La patota secuestró al narcotraficante en el hotel y lo condujo hasta la casa del teniente coronel Ramas en El Pinar. Allí fue interrogado por los tres oficiales del Ocoa. Torturado, el narcotraficante admitió tener 12 millones de dólares depositados en Suiza, por lo que se discutió cómo obtener 4 millones. El teniente Ohannessian argumentó que no era necesario viajar a Europa, que bastaba con enviar un telex con los datos necesarios para una transferencia. Al día siguiente Ramas trasladó al secuestrado hasta el viejo edificio de La Tablada, en Melilla, que el Ocoa designaba como “Base Roberto” y que a partir de 1977 servía como centro clandestino de detención.

Los detalles del secuestro y de las actuaciones del tribunal de honor que juzgó la conducta de Ramas, de Tabárez y de Ohannessian fueron publicados por Leonardo Haberkorn en Brecha (“Todo por la plata”, 15-III-2015). Aquí corresponde consignar que de los interrogatorios a que fueron sometidos todos los involucrados surgieron elementos sustantivos que hacen a la reconstrucción histórica de la represión militar en dictadura, salpicada, como delitos conexos, con extorsiones y robos. Ramas tuvo dificultades para explicar por qué había usado su casa particular en El Pinar; por qué no había registrado al detenido en la Base Roberto; por qué no había informado del operativo a su superior, el coronel Julio González Arrondo; y por qué había ordenado la evacuación de toda la documentación de la Base Roberto.

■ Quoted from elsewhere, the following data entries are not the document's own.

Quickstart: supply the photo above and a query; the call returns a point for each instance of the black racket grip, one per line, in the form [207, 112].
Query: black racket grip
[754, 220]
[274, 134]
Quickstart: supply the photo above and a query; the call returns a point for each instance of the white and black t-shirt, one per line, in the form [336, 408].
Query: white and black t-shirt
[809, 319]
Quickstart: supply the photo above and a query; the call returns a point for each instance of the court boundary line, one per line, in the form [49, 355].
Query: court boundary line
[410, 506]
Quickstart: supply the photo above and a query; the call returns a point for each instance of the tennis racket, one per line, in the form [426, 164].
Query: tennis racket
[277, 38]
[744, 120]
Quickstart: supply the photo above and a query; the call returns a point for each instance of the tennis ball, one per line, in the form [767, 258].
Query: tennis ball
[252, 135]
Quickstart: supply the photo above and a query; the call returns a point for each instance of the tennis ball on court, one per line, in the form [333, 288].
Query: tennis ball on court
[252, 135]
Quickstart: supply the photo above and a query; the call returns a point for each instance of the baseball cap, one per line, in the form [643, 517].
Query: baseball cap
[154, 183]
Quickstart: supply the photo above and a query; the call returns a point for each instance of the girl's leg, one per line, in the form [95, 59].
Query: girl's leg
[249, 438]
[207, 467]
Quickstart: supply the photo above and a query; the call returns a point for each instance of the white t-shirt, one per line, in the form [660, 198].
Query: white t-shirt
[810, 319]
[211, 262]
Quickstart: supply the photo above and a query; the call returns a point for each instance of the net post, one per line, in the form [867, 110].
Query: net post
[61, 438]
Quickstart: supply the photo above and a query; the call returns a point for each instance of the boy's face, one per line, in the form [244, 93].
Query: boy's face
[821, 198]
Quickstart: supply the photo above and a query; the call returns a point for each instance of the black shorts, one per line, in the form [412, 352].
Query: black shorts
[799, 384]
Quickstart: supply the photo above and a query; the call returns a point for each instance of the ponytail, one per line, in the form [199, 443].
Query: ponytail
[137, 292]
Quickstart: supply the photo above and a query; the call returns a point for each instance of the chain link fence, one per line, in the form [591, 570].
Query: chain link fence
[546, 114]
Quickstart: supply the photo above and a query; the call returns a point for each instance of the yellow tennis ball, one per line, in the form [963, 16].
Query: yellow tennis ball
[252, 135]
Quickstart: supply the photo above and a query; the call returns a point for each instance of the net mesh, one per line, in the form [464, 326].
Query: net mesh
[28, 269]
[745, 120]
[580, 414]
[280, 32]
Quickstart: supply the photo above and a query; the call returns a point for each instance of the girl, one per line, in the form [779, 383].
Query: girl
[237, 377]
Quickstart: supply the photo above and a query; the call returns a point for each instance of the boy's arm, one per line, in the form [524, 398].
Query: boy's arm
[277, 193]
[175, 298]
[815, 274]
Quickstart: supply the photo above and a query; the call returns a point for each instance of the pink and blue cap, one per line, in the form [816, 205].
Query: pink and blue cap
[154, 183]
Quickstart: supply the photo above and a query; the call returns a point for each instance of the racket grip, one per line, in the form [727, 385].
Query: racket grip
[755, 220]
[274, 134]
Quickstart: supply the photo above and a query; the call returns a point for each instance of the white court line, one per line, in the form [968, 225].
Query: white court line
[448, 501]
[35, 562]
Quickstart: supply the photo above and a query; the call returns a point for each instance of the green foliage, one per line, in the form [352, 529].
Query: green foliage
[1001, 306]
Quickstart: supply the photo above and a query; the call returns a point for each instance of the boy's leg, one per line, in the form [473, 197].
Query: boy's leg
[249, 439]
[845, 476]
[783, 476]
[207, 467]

Las actas del tribunal suman dos nombres, hasta ahora desconocidos, a la lista de represores vinculados a la desaparición de prisioneros: el del coronel González Arrondo, segundo jefe de la División de Ejército I, y por tanto responsable del Ocoa; y el del capitán Tabárez, cuyo involucramiento en la Base Roberto justificaba que quedara al frente del centro clandestino de detención, cuando Ramas fue arrestado a rigor por no informar de la detención del narcotraficante. En sus declaraciones, Ramas explicó que había ordenado la evacuación de la documentación “debido a comentarios en el sentido de que el Ocoa pasaría a depender del Sid”; y que había mantenido en secreto el secuestro del narcotraficante “por la necesidad que sentía de lograr un golpe de suerte para impresionar favorablemente al nuevo comandante de la división”; estaba “ahora preocupado por el destino futuro del Ocoa”.

Ramas fue responsable de la Base Roberto (La Tablada) desde mediados de 1977 y siempre bajo la supervisión del coronel González Arrondo, quien visitaba casi a diario el centro de reclusión y estaba al tanto de la suerte de los prisioneros. De La Tablada de­saparecieron por lo menos ocho de ellos: Luis Eduardo Arigón, Óscar Baliñas, Óscar Tassino, Amalia Sanjurjo, Ricardo Blanco, Sebastián Ortiz, Omar Paitta y Miguel Matos Fagián.

El generoso juez Martín Gesto, que otorgó el beneficio de la prisión domiciliaria a Ramas y a José Gavazzo, bien podría averiguar sobre el destino de los prisioneros desaparecidos en La Tablada, además de bucear en las colaterales delictivas; y también investigar si la documentación evacuada de la Base Roberto fue restituida. No es un dato menor la confirmación de que existen documentos sobre la Base Roberto que deberían estar en la División de Ejército I, a menos que estén en el domicilio de Ernesto Ramas.